The effect becomes much weaker after adjusting for size.


What we still cannot claim

There are still things we are deliberately avoiding over-claiming.

Per-tool rankings

We can already separate repos by tools like:

  • Cursor
  • Claude
  • GitHub Copilot
  • Claude Code

Some early differences are visible.

But the sample sizes are still too small to publish reliable rankings.

For example:

  • per-tool secret rates currently range from 48% to 60%
  • F-grade rates range from 64% to 80%

That spread is interesting, but not stable enough yet.


CLI usage patterns

The dataset also includes 758 CLI scans.

But most of them appear to come from:

  • local testing
  • repeated installs
  • broken anonymous runs

Until that data is cleaned up, we are excluding it from public-facing claims.


Final takeaway

We scanned 5,299 repositories over 32 days.
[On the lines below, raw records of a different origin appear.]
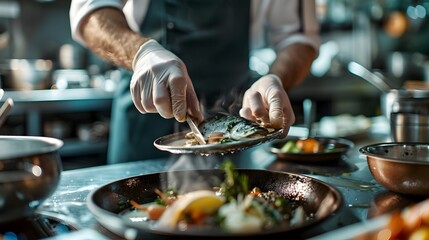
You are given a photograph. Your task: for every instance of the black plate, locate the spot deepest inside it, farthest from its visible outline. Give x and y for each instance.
(176, 143)
(109, 202)
(340, 147)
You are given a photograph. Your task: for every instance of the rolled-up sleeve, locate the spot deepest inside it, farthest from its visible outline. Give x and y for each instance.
(279, 23)
(80, 8)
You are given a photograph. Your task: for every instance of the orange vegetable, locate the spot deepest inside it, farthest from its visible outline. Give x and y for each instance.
(309, 145)
(154, 211)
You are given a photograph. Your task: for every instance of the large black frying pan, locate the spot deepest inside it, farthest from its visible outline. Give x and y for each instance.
(109, 202)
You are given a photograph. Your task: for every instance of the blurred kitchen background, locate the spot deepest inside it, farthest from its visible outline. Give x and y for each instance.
(62, 90)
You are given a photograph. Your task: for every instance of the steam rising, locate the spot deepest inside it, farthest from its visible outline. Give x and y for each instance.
(193, 180)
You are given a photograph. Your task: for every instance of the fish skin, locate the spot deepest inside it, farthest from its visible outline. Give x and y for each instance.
(234, 127)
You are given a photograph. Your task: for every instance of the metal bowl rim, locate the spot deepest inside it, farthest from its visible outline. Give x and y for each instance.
(363, 150)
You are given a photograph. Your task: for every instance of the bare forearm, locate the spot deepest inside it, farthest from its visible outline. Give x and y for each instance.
(293, 64)
(107, 34)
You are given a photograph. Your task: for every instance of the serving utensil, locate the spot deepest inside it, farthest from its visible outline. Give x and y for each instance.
(4, 110)
(195, 130)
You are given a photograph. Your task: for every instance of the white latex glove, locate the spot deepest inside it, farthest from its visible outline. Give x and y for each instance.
(268, 103)
(160, 83)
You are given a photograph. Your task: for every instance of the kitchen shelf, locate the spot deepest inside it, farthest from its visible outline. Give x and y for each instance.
(72, 146)
(32, 110)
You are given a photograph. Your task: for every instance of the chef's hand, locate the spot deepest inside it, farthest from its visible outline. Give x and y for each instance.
(160, 83)
(268, 103)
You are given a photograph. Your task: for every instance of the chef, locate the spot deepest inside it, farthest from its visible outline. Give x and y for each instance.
(188, 57)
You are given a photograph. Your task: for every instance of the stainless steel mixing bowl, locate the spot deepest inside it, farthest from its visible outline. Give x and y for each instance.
(30, 170)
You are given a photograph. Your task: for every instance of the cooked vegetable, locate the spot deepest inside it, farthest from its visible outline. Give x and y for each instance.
(307, 145)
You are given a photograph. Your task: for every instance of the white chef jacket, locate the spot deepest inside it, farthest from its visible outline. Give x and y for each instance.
(276, 19)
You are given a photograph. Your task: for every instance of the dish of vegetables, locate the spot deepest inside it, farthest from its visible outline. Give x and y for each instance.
(241, 203)
(316, 149)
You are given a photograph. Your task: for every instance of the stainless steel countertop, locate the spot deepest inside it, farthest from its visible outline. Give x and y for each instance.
(350, 176)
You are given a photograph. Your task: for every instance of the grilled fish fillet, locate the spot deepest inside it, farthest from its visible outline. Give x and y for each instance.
(223, 128)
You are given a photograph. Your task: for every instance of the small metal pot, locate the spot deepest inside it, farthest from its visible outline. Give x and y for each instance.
(30, 170)
(406, 101)
(400, 167)
(409, 127)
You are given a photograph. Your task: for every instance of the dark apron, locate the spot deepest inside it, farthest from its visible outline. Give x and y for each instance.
(212, 39)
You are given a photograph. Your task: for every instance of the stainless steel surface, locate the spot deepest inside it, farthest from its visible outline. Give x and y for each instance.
(195, 131)
(30, 169)
(4, 110)
(26, 74)
(350, 176)
(410, 127)
(400, 167)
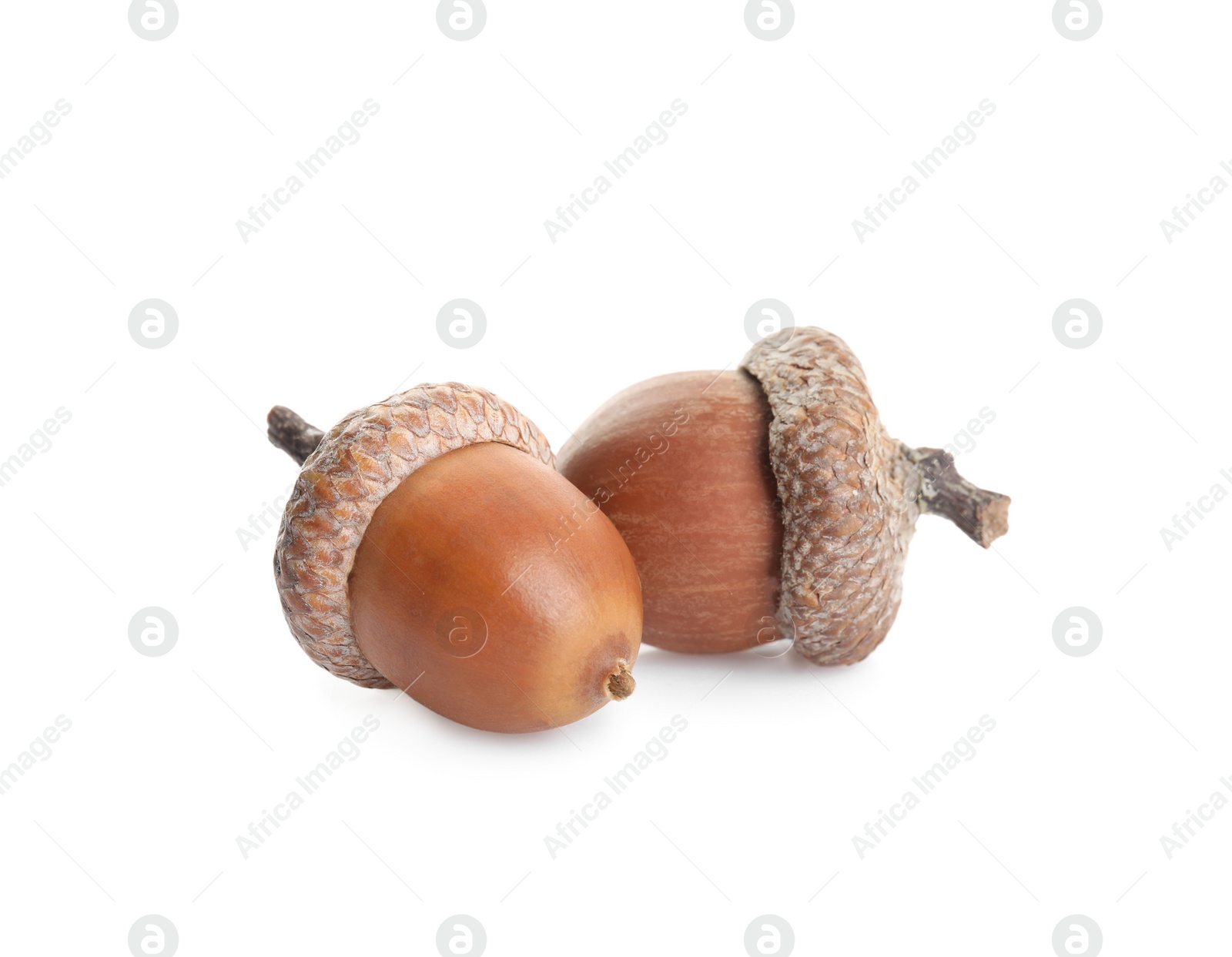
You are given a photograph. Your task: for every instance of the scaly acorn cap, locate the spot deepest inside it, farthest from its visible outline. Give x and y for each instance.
(345, 477)
(850, 497)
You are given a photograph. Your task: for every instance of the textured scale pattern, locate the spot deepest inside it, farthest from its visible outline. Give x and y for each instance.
(849, 498)
(357, 463)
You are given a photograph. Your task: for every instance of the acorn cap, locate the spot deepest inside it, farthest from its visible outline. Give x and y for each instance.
(353, 468)
(849, 497)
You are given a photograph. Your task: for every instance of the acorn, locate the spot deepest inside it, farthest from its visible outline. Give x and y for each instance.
(769, 501)
(429, 544)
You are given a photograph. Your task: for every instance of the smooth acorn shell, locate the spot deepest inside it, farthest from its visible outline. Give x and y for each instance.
(681, 463)
(493, 593)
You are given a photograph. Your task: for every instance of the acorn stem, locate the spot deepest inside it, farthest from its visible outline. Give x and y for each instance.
(293, 433)
(983, 515)
(621, 684)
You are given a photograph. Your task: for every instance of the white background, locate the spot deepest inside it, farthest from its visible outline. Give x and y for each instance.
(333, 306)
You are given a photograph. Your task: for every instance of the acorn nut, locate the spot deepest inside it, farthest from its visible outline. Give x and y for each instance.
(769, 501)
(422, 550)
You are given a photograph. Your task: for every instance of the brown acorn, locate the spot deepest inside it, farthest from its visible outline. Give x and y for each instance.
(769, 501)
(422, 550)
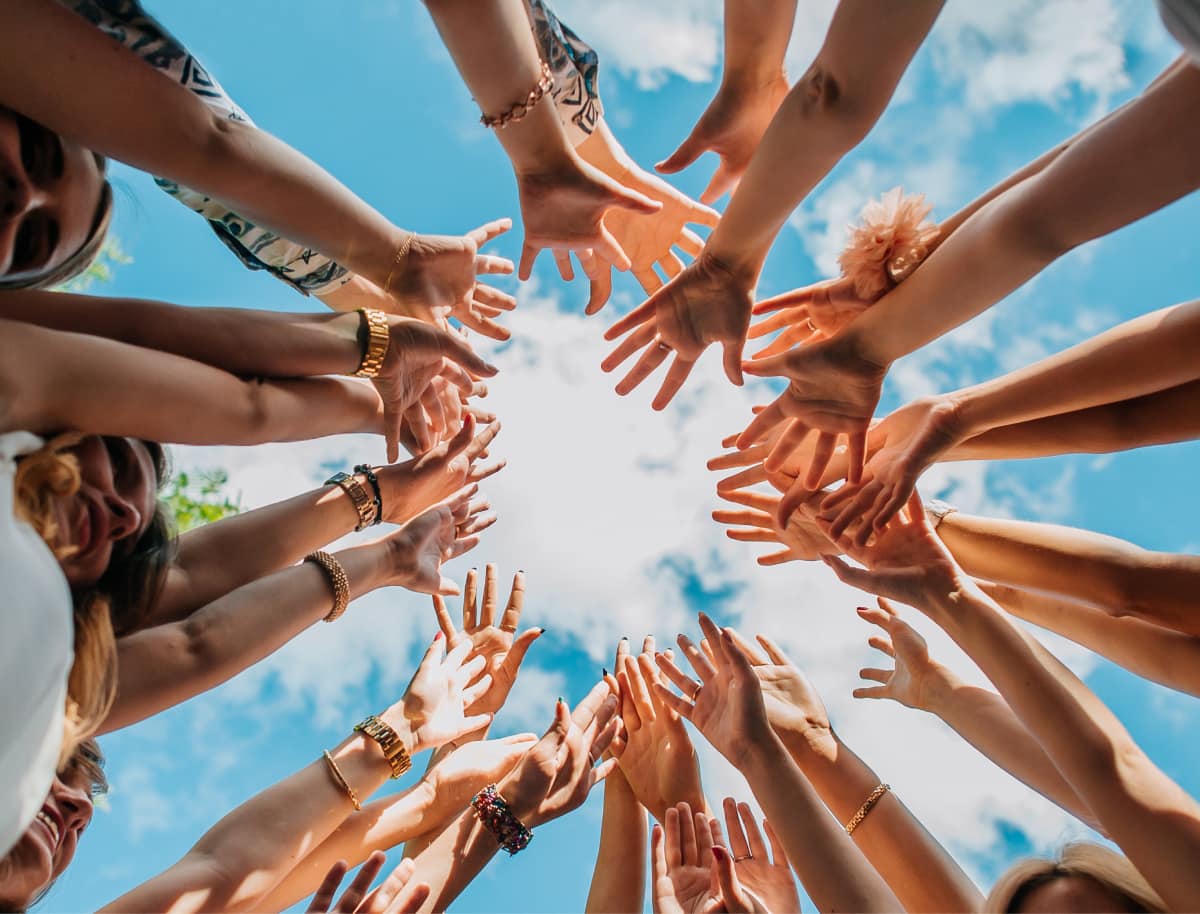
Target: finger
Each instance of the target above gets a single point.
(630, 344)
(511, 617)
(733, 828)
(654, 355)
(323, 899)
(675, 379)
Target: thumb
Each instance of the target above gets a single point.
(727, 878)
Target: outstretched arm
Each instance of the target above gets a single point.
(1149, 650)
(1111, 575)
(100, 386)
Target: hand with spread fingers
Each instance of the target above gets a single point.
(768, 879)
(492, 638)
(731, 126)
(703, 305)
(808, 314)
(915, 674)
(444, 531)
(726, 705)
(439, 272)
(647, 239)
(653, 747)
(906, 561)
(910, 440)
(411, 487)
(556, 775)
(417, 355)
(803, 540)
(832, 391)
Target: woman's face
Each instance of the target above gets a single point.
(114, 505)
(49, 192)
(48, 845)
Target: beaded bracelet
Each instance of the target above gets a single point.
(497, 817)
(365, 469)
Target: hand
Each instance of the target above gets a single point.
(433, 710)
(913, 438)
(411, 487)
(916, 677)
(647, 240)
(803, 540)
(906, 561)
(683, 864)
(833, 390)
(323, 899)
(705, 304)
(449, 529)
(731, 126)
(815, 312)
(418, 354)
(771, 882)
(564, 209)
(557, 774)
(467, 769)
(726, 705)
(439, 274)
(399, 894)
(653, 747)
(499, 645)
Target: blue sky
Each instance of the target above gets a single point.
(605, 504)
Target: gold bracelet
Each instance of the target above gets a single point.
(341, 781)
(401, 253)
(868, 805)
(337, 579)
(519, 110)
(389, 741)
(364, 501)
(378, 337)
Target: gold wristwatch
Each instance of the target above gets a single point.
(389, 741)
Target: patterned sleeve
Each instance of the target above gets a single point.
(576, 68)
(258, 248)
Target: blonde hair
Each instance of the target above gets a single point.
(42, 477)
(1110, 870)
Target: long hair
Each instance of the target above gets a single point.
(114, 605)
(1110, 870)
(89, 251)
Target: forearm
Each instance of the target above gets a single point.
(923, 876)
(618, 881)
(1085, 566)
(1163, 418)
(167, 665)
(379, 825)
(834, 872)
(1151, 651)
(240, 341)
(250, 851)
(52, 380)
(493, 47)
(827, 113)
(756, 37)
(987, 722)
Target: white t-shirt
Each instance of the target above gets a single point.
(35, 656)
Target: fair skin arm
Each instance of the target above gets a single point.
(618, 879)
(1110, 575)
(915, 865)
(1153, 821)
(251, 849)
(726, 707)
(100, 386)
(167, 665)
(981, 716)
(1151, 651)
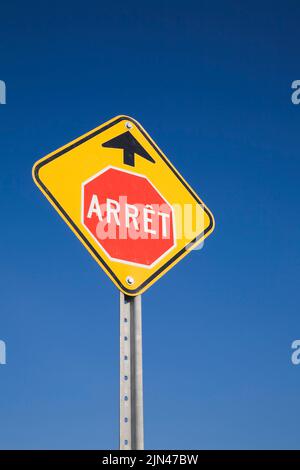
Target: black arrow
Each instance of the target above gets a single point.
(130, 146)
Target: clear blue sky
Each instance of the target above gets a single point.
(211, 83)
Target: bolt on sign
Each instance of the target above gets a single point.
(125, 201)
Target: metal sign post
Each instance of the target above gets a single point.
(131, 374)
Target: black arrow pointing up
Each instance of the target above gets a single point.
(130, 146)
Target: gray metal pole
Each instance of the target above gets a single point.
(131, 374)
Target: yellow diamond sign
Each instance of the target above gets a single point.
(125, 201)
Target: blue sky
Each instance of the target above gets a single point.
(211, 83)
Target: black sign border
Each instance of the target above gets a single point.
(131, 292)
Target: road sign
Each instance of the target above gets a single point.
(125, 201)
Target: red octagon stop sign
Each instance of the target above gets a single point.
(128, 217)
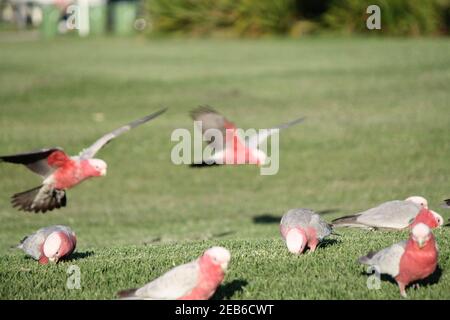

The main findings stayed surprisingly consistent:

  • AI-marked repos commit secrets more often
  • they score lower even after adjusting for size
  • and AI usage strongly predicts lower repository scores

But the larger dataset also made one thing clearer:

This is probably less about the AI tools themselves, and more about workflow habits.

AI assistants generate code very quickly. That changes the speed of development.

What has not changed yet is the review process around that code.

The teams getting the best results from AI are usually the ones still applying the same habits they used before:

  • reviewing generated code carefully
  • separating secrets from source
  • checking architecture decisions
  • cleaning up before commit

The assistant can write code fast. The responsibility to review it still belongs to the developer.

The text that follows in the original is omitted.